On sent de la curiosité et un certain amusement chez le journaliste du The Economist qui énumère les mots d’argot issus des banlieues. Du verlan qui surgit dans les années 1970-1980, à l’influence du rap, du hip-hop et du cinéma, le langage jeune et relâché, qui dépasse aujourd’hui complètement le seul cadre de la banlieue, est un condensé de mots dérivés principalement de l’arabe. «Wesh» vient par exemple d’un dialecte algérien («Wach rak» signifie «Comment vas-tu?»), «le seum» veut dire poison en arabe et «kiffer» provient du mot arabe «kif», utilisé pour désigner le cannabis.
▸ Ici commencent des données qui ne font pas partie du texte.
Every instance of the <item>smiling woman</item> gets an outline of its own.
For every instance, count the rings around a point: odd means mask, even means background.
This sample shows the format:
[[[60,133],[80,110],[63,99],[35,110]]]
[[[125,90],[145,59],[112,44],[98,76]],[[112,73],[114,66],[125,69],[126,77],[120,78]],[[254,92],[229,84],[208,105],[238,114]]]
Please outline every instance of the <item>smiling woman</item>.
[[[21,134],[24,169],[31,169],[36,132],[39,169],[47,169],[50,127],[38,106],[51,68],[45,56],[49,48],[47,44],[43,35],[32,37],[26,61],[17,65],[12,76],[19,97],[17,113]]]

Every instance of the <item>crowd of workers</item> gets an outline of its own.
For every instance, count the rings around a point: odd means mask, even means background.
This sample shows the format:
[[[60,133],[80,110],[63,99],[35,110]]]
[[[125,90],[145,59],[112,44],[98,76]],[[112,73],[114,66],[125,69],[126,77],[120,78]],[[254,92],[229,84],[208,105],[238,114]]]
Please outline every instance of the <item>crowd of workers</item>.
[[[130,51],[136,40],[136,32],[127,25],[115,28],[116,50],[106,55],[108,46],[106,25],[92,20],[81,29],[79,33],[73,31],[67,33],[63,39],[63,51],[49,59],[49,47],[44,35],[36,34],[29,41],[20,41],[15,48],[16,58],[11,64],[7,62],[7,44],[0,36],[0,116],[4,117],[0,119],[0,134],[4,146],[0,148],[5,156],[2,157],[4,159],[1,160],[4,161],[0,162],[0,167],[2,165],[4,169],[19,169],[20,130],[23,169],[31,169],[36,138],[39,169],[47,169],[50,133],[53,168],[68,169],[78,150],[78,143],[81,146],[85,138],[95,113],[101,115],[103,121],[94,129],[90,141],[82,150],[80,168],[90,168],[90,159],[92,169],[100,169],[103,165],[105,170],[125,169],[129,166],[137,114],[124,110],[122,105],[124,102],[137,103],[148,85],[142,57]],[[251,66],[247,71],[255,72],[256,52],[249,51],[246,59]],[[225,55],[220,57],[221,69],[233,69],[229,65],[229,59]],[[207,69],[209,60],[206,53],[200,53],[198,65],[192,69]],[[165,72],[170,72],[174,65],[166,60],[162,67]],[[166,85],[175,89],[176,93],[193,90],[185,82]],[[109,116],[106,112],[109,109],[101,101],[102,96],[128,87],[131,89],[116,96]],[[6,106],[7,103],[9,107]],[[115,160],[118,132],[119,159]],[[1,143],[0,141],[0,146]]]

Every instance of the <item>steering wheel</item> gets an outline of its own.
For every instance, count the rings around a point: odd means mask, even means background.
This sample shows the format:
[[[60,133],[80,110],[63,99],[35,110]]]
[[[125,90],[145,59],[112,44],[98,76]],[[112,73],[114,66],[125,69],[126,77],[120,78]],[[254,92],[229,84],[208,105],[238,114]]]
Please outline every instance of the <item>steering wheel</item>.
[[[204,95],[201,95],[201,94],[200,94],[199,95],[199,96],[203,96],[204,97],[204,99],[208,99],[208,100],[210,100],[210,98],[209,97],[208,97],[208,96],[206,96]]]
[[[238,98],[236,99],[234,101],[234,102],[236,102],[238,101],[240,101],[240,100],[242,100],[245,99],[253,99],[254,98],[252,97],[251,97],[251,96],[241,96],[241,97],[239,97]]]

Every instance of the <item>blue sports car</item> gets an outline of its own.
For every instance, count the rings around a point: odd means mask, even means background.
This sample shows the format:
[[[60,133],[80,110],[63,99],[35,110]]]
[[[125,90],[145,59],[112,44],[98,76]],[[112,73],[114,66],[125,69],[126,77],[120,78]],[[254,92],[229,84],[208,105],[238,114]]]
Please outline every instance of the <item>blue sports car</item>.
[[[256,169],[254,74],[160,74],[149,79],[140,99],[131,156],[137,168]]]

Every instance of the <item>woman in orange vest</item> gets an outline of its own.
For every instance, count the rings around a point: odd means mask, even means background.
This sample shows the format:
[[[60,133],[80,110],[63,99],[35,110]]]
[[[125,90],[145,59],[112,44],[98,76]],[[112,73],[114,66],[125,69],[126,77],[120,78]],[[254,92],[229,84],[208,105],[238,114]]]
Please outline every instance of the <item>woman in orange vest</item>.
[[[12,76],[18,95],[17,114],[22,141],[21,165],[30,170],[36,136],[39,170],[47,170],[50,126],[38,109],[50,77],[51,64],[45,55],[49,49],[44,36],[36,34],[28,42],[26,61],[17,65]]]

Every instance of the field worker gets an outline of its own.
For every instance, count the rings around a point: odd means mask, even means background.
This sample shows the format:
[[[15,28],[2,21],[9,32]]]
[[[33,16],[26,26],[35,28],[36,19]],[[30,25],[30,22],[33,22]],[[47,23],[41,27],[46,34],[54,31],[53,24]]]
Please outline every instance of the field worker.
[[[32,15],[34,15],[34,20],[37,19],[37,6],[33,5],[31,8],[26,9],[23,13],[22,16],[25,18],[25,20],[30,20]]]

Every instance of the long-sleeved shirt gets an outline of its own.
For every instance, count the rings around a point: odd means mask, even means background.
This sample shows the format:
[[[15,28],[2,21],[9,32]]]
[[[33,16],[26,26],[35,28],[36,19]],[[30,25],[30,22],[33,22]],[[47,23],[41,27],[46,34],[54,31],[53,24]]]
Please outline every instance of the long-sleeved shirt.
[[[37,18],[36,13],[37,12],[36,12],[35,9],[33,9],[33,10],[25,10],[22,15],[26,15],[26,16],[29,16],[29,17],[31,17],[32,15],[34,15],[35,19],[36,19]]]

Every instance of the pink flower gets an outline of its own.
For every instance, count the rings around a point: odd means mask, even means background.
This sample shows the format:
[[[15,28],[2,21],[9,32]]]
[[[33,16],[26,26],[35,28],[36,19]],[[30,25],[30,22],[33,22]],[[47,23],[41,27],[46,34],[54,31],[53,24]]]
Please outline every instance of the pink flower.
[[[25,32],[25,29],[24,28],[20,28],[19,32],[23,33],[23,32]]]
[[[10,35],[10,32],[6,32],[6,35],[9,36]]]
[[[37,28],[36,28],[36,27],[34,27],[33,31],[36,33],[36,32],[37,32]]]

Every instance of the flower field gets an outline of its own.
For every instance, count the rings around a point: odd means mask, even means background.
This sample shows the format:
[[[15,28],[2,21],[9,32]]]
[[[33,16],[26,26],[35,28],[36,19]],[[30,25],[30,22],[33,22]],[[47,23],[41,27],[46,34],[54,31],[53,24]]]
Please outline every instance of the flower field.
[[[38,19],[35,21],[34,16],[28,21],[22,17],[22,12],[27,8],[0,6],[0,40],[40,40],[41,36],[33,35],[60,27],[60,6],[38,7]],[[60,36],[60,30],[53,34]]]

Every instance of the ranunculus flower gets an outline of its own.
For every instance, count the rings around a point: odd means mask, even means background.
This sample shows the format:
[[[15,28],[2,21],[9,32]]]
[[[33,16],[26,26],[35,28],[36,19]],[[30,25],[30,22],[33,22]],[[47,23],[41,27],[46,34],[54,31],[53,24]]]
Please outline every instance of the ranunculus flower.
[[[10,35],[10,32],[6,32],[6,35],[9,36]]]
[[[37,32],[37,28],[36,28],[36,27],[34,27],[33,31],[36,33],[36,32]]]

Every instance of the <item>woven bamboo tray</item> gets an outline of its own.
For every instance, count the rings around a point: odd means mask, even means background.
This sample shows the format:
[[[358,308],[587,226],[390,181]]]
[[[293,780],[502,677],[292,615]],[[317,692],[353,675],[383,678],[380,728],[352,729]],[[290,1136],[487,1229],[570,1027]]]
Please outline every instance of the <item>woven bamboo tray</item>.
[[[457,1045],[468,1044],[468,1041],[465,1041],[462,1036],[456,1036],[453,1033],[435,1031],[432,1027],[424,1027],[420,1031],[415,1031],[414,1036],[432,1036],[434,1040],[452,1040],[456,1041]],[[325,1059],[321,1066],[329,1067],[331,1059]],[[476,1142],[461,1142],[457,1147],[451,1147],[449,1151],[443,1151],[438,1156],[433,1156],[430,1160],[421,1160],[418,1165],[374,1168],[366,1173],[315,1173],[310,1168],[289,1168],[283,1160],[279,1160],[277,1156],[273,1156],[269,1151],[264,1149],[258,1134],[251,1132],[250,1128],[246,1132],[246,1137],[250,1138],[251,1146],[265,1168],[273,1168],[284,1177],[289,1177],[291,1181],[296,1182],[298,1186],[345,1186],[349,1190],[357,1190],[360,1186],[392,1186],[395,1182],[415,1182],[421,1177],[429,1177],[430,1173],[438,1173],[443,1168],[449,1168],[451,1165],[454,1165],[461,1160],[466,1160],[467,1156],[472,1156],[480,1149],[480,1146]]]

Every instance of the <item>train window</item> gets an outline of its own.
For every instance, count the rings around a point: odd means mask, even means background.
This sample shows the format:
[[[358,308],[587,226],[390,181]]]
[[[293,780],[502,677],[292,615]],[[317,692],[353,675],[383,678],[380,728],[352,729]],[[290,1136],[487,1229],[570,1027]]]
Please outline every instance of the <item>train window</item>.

Ces mots associés à une culture urbaine rebelle sont restés hors du langage référencé et institutionnalisé pendant longtemps. À l’inverse, des mots d’origine arabe plus neutres comme «algèbre» ou «tarif» sont passés dans l’usage courant depuis le Moyen Âge.
«Rébellion verbale»
Selon le journaliste, cette appropriation sélective de la langue française s’explique :
«Alimenté par la défiance, l’argot de rue par nature résiste à tout tampon d’approbation, il évolue en réaction. Depuis le début, le verlan avait été conçu comme une rébellion verbale contre le français, la langue de la colonisation. Toutefois, je pense que c’est maintenant juste de dire que la langue de l’ex-colonisateur s’empare enfin du résultat créatif de cette révolte.»
Ça n’a pas toujours été simple. En 2013, l’Académie française relève jusqu’à 8.475 infractions langagières. Les limitations pour l’utilisation de mots étrangers dans la publicité ou dans la diffusion des chansons à la radio sont strictes. Depuis, la crispation envers la présence toujours plus important de l’anglais et l’usage de mots étrangers semble s’être un peu infléchie. En mars 2015, lors de la Semaine de la langue française, la ministre de la Culture Fleur Pellerin célébrait le français comme langue qui n’est pas «fixée», selon l’expression chère à Victor Hugo.